Gas market regulators and observers have been warning for several years that the rapid shift toward reliance on natural gas was creating a risk of shortages in the event of unplanned demand shocks. A series of mild winters in the 2010s reduced demand for heating, freeing up supplies and pipeline capacity for power generation.
Even last winter’s supply constraints in New England, which led to several episodes of plants being unable to secure fuel to operate, seemed to have little impact elsewhere in the country, even though officials such as Federal Energy Regulatory Commission (FERC) commissioner Phillip Moeller warned that other areas were at risk of similar disruptions.
Those warnings proved prophetic this winter.
Driven by unusually cold weather and a series of brutal winter storms—dubbed the Polar Vortex—January set a parade of records for natural gas demand. According to Bentek Energy, last month saw seven out of the top 10 demand days on record, reaching an all-time high of 78.3 billion cubic feet (Bcf _on Jan. 7. Demand averaged 102 billion cubic feet per day (Bcf/d), nearly 8 Bcf/d higher than the previous high. The January total of 3,162 Bcf was also 241 Bcf higher than any other month on record, according to Bentek data.
Spot prices for natural gas hit records near $100 per million British thermal units (MMBtu) in several areas, while Henry Hub prices topped $5.60/MMBtu the last week of the month, a level not seen since early 2010. Natural gas storage levels fell to 1,923 Bcf on Jan. 31, according to the Energy Information Administration (EIA)—a drop of almost 1,000 Bcf for the month. That figure represents the lowest level since last May, and the lowest for an end-of-January total since 2004. Cumulative net withdrawals for the 2013–2014 season have already set an all-time record, the EIA said on Jan. 17.
Pulling the Plug
As might be expected, the impact on the power generation sector has been intense.

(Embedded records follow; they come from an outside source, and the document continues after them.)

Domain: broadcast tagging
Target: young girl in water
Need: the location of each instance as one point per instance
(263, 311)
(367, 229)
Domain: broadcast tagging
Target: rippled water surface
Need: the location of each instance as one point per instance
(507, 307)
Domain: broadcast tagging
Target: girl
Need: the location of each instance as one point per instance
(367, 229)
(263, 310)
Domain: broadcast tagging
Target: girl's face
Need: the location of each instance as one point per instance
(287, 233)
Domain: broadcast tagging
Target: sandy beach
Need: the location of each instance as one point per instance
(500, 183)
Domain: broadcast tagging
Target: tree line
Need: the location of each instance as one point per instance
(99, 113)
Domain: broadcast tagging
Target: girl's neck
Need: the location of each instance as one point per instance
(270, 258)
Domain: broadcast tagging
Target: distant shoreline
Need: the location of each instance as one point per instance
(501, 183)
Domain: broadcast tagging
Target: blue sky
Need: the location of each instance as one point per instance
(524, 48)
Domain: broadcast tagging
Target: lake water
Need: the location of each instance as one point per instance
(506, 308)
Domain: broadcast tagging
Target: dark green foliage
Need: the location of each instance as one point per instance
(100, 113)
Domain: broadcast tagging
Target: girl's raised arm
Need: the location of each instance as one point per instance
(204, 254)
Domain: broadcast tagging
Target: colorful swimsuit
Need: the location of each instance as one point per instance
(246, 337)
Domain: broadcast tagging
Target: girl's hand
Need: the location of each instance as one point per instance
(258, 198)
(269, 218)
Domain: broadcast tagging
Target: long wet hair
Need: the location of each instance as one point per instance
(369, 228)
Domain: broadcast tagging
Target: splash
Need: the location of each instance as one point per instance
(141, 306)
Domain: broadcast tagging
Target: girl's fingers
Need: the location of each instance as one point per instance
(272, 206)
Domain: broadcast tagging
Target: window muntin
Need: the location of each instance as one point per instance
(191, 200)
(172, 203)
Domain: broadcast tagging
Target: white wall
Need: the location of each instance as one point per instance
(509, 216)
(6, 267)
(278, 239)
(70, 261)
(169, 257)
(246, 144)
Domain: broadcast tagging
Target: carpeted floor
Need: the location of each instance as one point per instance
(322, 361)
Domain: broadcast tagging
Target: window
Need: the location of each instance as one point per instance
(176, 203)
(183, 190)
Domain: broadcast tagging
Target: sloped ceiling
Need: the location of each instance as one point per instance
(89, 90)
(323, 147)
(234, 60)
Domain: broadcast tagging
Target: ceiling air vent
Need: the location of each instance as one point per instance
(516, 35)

Numerous pipeline companies had to issue operational flow orders restricting delivery, and no interruptible service was available on the worst days of the Polar Vortex. According to estimates by consulting firm ICF International, PJM lost 20% of its capacity on Jan. 7—38 GW. The Midwest Independent System Operator (MISO) was also hit hard, losing 28 GW, also around 20% of its total. The New York Independent System Operator (NYISO) lost around 10%, about 4 GW. ISO-New England (ISO-NE), having boosted its dual-fuel capacity after last winter’s debacle, was successfully able to transition to fuel oil, and lost only about 1.5 GW of capacity, around 5%. Even the Electric Reliability Council of Texas (ERCOT) lost about 5% of its capacity. While not all of this lost capacity was due to gas shortages, the lack of fuel was a major factor.
To put those figures in perspective, PJM had never lost more 9% of its capacity due to weather. Even with the lost capacity, PJM, NYISO, MISO, ISO-NE, and ERCOT all set or neared records for peak demand.
Yet even when the severe weather eased, the impact continued to be felt. The enormous demand for gas sent ripples across the country, and CA-ISO, though largely spared the blast of cold that hit the rest of the nation, still found itself short of gas. On Feb. 6, CAISO was forced to issue a conservation alert because of gas shortages in Southern California.
The chaos in the gas market sent wholesale electricity prices skyrocketing across the country. Day-ahead prices topped $500/MWh on several days. On January 23, 2013, PJM had to seek FERC approval to exceed its electricity price cap of $1,000/MWh in attempt to boost power supplies. Real-time, hourly prices during Jan. 7-8 climbed into the $800/MWh range, with 15-minute periods topping $2,000/MWh.
January’s events have renewed concerns about a too-rapid shift toward reliance on natural gas. ICF International noted that had planned and projected coal plant retirements in PJM already occurred this winter, the region would likely have suffered rolling blackouts on the worst days.
“Higher-than-bargained-for electricity costs and an unreliable gird are part and parcel of what will happen as coal-fueled power goes offline,” Laura Sheehan, senior vice president of communications for the American Coalition for Clean Coal Electricity told POWER. “This has been predicted for years and what we are experiencing now is likely to become even more prevalent as more coal is forced offline due to unachievable EPA carbon regulations.”
President Obama discussed natural gas briefly in his State of the Union address on Jan. 29, pledging to support new petrochemical plants and natural gas vehicles. There was no mention of the month’s events.